Peptides, an important class of polymers, mainly used as therapeutics, are generally synthesized using solid phase methods. While solid phase peptide synthesis provides for facile manipulation of intermediates retained in the solid support, this technology faces challenges for large-scale synthesis, where its non-quantitative coupling and deprotection leads to error sequences thus hampering final product purification. In contrast liquid phase peptide synthesis, offers high peptide purity and scalability but its development is hindered by inefficient intermediate separations and solubility issues.

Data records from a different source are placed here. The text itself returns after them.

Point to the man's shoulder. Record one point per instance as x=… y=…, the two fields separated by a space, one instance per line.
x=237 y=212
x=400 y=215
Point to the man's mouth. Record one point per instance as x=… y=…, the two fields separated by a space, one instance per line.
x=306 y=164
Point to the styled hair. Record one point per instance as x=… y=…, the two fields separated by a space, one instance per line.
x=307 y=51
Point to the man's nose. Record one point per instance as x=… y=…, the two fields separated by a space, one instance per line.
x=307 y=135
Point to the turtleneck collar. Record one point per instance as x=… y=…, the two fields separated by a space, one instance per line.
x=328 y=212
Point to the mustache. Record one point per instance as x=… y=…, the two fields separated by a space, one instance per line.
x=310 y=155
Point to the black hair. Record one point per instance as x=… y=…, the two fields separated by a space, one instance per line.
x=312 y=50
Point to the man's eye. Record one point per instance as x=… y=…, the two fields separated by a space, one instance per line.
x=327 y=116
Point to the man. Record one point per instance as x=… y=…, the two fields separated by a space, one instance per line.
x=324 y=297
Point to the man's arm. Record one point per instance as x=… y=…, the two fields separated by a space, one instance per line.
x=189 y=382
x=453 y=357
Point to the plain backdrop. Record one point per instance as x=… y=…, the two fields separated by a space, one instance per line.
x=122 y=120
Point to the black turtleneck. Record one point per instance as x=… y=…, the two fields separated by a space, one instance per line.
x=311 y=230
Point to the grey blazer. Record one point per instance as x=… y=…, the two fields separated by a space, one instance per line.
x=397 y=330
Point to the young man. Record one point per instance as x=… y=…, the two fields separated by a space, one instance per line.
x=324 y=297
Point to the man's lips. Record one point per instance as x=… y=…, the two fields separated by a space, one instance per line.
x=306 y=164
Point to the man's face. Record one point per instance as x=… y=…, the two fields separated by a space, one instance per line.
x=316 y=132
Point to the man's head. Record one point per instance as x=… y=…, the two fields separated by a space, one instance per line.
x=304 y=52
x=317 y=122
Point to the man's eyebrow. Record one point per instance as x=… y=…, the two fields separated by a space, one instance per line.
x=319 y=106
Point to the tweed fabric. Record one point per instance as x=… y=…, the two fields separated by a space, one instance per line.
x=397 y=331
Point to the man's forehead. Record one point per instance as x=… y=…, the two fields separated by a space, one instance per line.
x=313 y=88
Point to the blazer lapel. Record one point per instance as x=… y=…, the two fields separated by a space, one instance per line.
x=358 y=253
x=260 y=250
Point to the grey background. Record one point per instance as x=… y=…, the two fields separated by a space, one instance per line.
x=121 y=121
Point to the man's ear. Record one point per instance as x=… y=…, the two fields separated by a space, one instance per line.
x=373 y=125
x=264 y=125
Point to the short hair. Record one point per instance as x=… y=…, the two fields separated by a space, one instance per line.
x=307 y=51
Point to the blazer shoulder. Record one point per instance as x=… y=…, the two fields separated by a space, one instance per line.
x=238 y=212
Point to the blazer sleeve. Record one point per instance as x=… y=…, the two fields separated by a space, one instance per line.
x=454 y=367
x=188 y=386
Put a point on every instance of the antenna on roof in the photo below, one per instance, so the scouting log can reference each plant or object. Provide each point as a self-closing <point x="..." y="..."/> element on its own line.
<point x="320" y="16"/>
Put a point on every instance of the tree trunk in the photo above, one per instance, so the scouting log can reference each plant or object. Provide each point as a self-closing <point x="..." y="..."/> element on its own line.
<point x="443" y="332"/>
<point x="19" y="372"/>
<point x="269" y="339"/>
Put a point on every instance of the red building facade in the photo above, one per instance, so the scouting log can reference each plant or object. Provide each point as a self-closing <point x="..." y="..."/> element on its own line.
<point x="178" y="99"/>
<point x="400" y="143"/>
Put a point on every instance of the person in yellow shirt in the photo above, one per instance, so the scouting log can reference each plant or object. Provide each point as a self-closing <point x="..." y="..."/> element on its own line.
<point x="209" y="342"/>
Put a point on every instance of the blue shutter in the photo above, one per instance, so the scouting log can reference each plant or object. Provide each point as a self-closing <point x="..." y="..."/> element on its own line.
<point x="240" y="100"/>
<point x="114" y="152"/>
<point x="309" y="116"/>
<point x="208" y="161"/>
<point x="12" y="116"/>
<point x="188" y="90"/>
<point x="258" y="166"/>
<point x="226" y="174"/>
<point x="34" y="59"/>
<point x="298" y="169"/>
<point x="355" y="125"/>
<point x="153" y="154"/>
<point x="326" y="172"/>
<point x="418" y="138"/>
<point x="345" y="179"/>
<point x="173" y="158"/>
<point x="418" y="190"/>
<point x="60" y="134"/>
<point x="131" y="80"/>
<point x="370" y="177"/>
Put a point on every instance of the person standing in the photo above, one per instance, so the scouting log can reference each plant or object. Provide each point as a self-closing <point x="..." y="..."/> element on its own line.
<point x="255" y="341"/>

Molecular separation in organic solvents via nanofiltration (OSN) offers a perfect separation method for the in-cycle purification of growing peptide chains. This presentation will provide overview of the most recent developments in the liquid phase peptide synthesis combined with OSN separations.

The PEPSTAR platform - Liquid phase peptide synthesis via nanostar-sieving which synthesises peptides in solution with facile intermediate separations via OSN will be presented. Amino acids (AA) are coupled iteratively onto a n-armed, star-shaped macromolecule, forming peptide-nanostar intermediates. After coupling, the unreacted AA is quenched and subsequently proceeded to N-terminal deprotection. The bulky intermediates are then ‘sieved’ out from the debris and quenched AA all together through a crosslinked polybenzimidazole (PBI) polymer-based membrane thus omitting the post-coupling isolation step. This synthetic cycle is repeated until the desired peptide length is achieved. The use of nanostar greatly enhances the molecular sieving efficiency by the >3-fold mass difference between the nanostar and the unreacted building blocks. Most importantly, real-time reaction monitoring can be undertaken by LC-MS with high accuracy.

In this work we demonstrate the successful synthesis of Enkephalin-type model peptides (~5-10 mers) via nanostar-sieving technology. The products are of higher (or equal) purity than peptides produced by a solid phase vendor, while using less equivalents of AA during coupling thus bringing the cost of materials down.